Chipotle just can't win.
The burrito chain told investors during an earnings conference call Tuesday that it had detected "unauthorized activity" on a network that supports payment processing for purchases made at Chipotle restaurants. The company said that it believes it has taken the proper steps to stop the activity.
The company's investigation is focused on transactions that occurred between March 24, 2017, and April 18, 2017.
The announcement doused hopes investors had that a long-awaited turnaround had begun. Chipotle shares surged as much as 6.8 percent in aftermarket trading following better-than-expected earnings. However, the gains were erased when the company revealed the payment system issues.
Shares recovered Wednesday morning, rising 2.8 percent in premarket trading.
"This issue may bear watching, as — at times — similar issues have adversely affected same-store sales trends at some of those restaurant concepts unfortunate enough to go through this challenge," Mark Kalinowski, a Nomura-Instinet analyst, wrote in a research note Wednesday.
At the moment, there is little information about the scope of the unauthorized activity.
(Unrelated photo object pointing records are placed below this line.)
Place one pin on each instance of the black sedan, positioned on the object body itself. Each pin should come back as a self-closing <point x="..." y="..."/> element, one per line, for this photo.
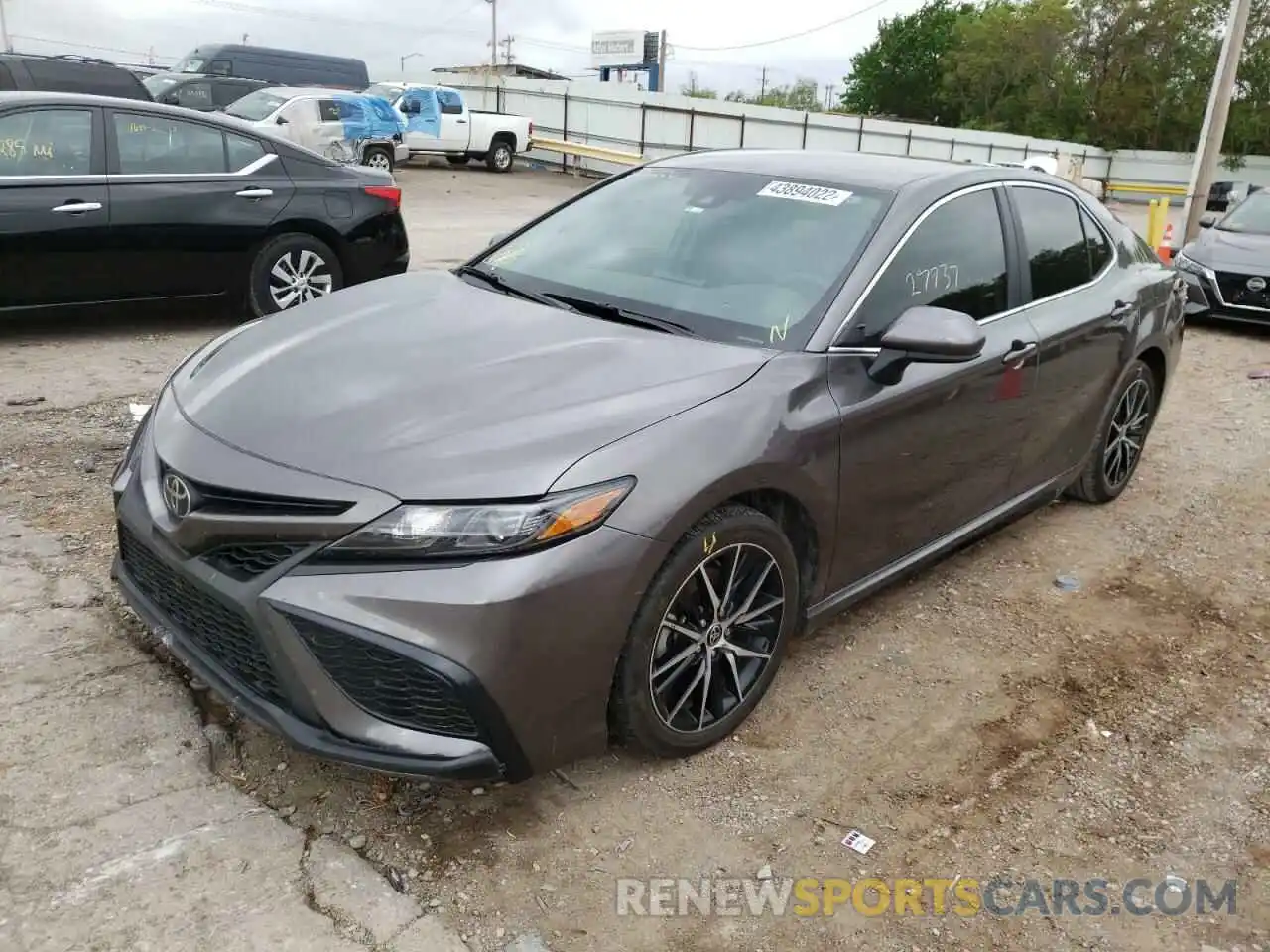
<point x="108" y="200"/>
<point x="1228" y="266"/>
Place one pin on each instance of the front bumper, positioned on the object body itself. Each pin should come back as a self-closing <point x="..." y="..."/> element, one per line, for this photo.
<point x="1219" y="295"/>
<point x="481" y="670"/>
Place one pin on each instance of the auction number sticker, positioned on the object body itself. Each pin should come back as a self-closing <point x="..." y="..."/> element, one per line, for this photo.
<point x="795" y="191"/>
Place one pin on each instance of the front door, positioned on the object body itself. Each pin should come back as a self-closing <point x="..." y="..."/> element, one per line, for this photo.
<point x="55" y="208"/>
<point x="190" y="202"/>
<point x="931" y="453"/>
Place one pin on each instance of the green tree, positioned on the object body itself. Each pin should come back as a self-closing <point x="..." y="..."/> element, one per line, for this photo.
<point x="902" y="71"/>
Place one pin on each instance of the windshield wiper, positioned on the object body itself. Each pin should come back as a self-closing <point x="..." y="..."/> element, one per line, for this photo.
<point x="616" y="313"/>
<point x="500" y="284"/>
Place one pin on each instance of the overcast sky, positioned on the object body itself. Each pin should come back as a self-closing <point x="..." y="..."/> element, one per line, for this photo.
<point x="549" y="33"/>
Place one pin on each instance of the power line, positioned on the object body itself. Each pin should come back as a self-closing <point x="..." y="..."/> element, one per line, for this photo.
<point x="792" y="36"/>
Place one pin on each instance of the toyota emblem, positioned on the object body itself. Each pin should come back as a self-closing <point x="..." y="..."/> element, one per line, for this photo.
<point x="177" y="495"/>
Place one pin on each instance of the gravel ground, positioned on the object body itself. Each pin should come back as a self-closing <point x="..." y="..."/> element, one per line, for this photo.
<point x="975" y="721"/>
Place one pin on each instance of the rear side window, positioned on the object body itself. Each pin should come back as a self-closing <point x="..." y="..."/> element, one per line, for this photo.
<point x="46" y="143"/>
<point x="1058" y="258"/>
<point x="1100" y="249"/>
<point x="241" y="151"/>
<point x="955" y="259"/>
<point x="155" y="145"/>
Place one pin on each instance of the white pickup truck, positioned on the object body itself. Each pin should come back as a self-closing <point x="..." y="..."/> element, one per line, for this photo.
<point x="439" y="122"/>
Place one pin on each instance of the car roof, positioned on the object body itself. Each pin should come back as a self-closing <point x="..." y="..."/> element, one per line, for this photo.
<point x="890" y="173"/>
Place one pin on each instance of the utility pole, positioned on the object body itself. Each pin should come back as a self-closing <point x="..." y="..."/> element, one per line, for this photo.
<point x="493" y="33"/>
<point x="661" y="66"/>
<point x="1207" y="150"/>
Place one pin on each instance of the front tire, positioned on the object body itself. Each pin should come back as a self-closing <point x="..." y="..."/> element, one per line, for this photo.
<point x="379" y="158"/>
<point x="500" y="158"/>
<point x="708" y="635"/>
<point x="293" y="270"/>
<point x="1121" y="436"/>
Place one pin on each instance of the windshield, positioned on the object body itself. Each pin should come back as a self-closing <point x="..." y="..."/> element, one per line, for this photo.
<point x="1250" y="216"/>
<point x="731" y="257"/>
<point x="160" y="84"/>
<point x="190" y="63"/>
<point x="257" y="105"/>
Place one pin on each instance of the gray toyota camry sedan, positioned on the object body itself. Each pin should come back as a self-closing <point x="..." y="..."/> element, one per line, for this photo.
<point x="588" y="485"/>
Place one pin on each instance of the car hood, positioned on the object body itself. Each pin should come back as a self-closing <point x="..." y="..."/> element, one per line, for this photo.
<point x="427" y="388"/>
<point x="1230" y="252"/>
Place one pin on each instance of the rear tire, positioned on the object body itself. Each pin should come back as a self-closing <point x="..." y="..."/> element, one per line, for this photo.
<point x="291" y="270"/>
<point x="500" y="157"/>
<point x="683" y="640"/>
<point x="379" y="158"/>
<point x="1127" y="420"/>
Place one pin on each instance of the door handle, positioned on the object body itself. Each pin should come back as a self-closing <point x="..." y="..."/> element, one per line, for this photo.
<point x="1019" y="350"/>
<point x="77" y="207"/>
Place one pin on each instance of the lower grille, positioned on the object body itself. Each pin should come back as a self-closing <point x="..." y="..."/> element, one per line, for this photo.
<point x="1234" y="291"/>
<point x="246" y="561"/>
<point x="218" y="630"/>
<point x="386" y="684"/>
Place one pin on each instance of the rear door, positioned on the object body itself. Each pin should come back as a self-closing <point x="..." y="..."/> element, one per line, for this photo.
<point x="190" y="202"/>
<point x="1084" y="299"/>
<point x="55" y="208"/>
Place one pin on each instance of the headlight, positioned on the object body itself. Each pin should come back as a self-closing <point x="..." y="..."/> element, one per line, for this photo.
<point x="1193" y="267"/>
<point x="474" y="530"/>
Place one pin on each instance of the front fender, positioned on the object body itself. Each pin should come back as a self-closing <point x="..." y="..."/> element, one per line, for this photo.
<point x="776" y="431"/>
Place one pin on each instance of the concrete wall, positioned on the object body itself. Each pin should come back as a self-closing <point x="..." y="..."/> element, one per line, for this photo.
<point x="616" y="116"/>
<point x="619" y="116"/>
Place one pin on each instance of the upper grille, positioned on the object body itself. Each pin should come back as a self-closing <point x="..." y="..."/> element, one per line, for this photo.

"Because the investigation is continuing, complete findings are not available," John Hartung, Chipotle's CFO, said during the call. Hartung said it was "too early to provide further details on the investigation."
He added that the company has "implemented additional security enhancements" and declined to comment further.
In a statement from spokesman Chris Arnold, Chipotle warned customers to closely monitor their payment card statements and notify their bank if they see an unauthorized charge.
Chipotle plans to notify any affected customers when it gets "further clarity" about the timeframes and the restaurant locations that were affected.
Investors will be watching to see if this becomes a new reason to avoid the restaurant.
"Despite a possible data breach, we came away with increased confidence that the story is playing out as anticipated in our initiation-of-coverage report last June," said John Zolidis, an analyst at Buckingham Research Group.
Chipotle's same-store sales for the quarter grew 17.8 percent, up from the expected 14.9 percent that analysts had forecasted, according to Street Account.
That said, the restaurant was up against easy comparisons with the year-ago period. Same-store sales were down almost 30 percent in the first quarter of 2016, as it faced extremely weak traffic as customers shied away from going to its restaurants following a series of foodbourne illness outbreaks.
"The announced data breach only adds to the uncertainty as it could further discourage customers from returning, in addition to the likely costs," said Peter Saleh, an analyst at BTIG.
(This story was updated to reflect Wednesday's stock activity and to provide further analysis.)